O preço também passou a aumentar, muitos serviços começaram com um preço acessível e foram gradualmente ficando mais caros, ou foram propostas assinaturas com menos benefícios e anúncios.
Às vezes até mesmo o plano Premium ainda conta com algumas propagandas obrigatórias, como no Spotify e Amazon Prime Video.
Essa lógica da mensalidade se torna aos poucos mais um fardo do que um benefício. Você tem vários serviços, mas pouco tempo para usufruir deles, sem falar que ocupam espaço na sua renda.
Quem nunca quis assistir a um filme só para descobrir que ele não está disponível em nenhum dos serviços que você assinou? No final, você acaba recorrendo à mídia física ou métodos não tão oficiais para consumir o que você deseja.
Agora imagine essa lógica de negócios fora do entretenimento, mas em serviços essenciais para a funcionamento da vida.
O futuro Black Mirror
Você tem certeza de que é você que escolhe suas decisões?
Tecnicamente, nós já pagamos mensalmente por direitos humanos básicos como água, eletricidade, comida e saúde.

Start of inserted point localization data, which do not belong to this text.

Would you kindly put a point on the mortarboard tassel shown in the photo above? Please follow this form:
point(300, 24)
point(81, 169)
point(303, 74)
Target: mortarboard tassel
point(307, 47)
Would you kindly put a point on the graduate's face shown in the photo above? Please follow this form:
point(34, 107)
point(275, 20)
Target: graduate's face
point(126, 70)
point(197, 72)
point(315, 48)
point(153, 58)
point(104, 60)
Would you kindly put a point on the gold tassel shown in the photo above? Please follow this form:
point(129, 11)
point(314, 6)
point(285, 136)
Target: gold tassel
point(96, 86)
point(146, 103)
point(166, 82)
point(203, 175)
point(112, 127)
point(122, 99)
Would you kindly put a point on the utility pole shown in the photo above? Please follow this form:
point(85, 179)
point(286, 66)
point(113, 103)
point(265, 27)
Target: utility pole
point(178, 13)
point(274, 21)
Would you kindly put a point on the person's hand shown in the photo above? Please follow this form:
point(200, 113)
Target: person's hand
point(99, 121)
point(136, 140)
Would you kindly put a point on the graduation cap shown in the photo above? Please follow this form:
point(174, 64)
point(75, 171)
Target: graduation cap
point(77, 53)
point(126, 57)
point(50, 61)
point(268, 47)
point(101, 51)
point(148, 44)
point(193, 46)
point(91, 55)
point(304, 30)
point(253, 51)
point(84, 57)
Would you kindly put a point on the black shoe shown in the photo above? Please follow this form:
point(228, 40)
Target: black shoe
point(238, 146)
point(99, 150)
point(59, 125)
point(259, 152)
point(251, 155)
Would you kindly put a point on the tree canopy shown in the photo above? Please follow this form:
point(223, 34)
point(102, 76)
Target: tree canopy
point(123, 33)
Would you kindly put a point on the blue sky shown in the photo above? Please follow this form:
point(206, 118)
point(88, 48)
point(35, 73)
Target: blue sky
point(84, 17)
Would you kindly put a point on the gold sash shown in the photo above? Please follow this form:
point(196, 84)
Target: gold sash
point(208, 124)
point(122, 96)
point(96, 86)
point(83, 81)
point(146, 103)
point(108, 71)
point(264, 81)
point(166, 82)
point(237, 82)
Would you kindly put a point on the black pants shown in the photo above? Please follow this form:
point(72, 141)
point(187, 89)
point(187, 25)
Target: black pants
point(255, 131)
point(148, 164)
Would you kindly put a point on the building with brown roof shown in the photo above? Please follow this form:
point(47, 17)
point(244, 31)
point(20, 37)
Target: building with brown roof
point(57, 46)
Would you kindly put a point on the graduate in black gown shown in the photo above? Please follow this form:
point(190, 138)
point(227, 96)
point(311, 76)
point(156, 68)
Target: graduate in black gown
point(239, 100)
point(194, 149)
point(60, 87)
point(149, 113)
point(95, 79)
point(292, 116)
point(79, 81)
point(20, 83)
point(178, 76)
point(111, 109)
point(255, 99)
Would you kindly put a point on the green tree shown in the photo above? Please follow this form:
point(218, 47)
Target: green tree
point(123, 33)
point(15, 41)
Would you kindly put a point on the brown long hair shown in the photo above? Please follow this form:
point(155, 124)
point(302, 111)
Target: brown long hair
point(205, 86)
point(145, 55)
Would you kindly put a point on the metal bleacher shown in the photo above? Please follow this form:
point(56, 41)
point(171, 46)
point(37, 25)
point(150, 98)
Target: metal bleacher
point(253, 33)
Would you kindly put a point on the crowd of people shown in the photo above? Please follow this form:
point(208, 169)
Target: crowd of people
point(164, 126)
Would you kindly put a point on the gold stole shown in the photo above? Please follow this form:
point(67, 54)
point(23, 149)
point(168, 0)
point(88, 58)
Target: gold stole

Até mesmo os planos de internet são vitais para qualquer pessoa que queira existir no mundo, afinal, é preciso estar conectado nas notícias e trends do momento.
Ou seja, por mais que se tenha o discurso que você escolhe participar de redes sociais e serviços de streaming por conta própria, a realidade é bem mais complexa.
Sim, você tem a liberdade de ignorar as redes sociais, mas boa sorte em tentar encontrar um emprego estável num mundo cada mais vez conectado e exigente.
Sim, você tem a liberdade de não assinar serviços de streaming, mas boa sorte em tentar procurar cultura em mídias que estejam disponíveis de forma física em sebos ou nas pouquíssimas lojas que ainda oferecem isso (por preços bem mais altos).
Não é difícil imaginar que daqui a alguns anos, essas tecnologias estarão conectadas diretamente no nosso corpo (como o Neuralink) e se tornem praticamente obrigatórias para quem deseja participar do futuro.
Mas, ao mesmo tempo, quem garante que você não vai ter que pagar para não receber anúncios passando diretamente nos seus olhos, ocultado apenas por mais um serviço Plus que decidiram adicionar e que ficará mais caro gradualmente? Ou que seu cérebro não seja frito por um mal-funcionamento do aparelho.
Como no filme Gattaca (1997), em que as pessoas geneticamente modificadas no nascimento eram sempre escolhidas para exercer cargos melhores com altos salários, enquanto aqueles que não tinham dinheiro para se aprimorarem ficavam sempre com a opção de trabalhos manuais ou de limpeza (independente da inteligência e esforço).
Ótima recomendação, caso nunca tenha assistido
Quando a inovação tecnológica existe completamente divorciada da ética e da moral, ela existe apenas pelo benefício de poucos e como um fardo para as “pessoas comuns”, independente das consequências. E é assim que você cria um futuro Black Mirror.
Essa série ressoa e impacta porque as pessoas conseguem identificar as semelhanças com a realidade. O tal “espelho preto” não é apenas a descrição da tela dos aparelhos, é o reflexo do mundo que vivemos.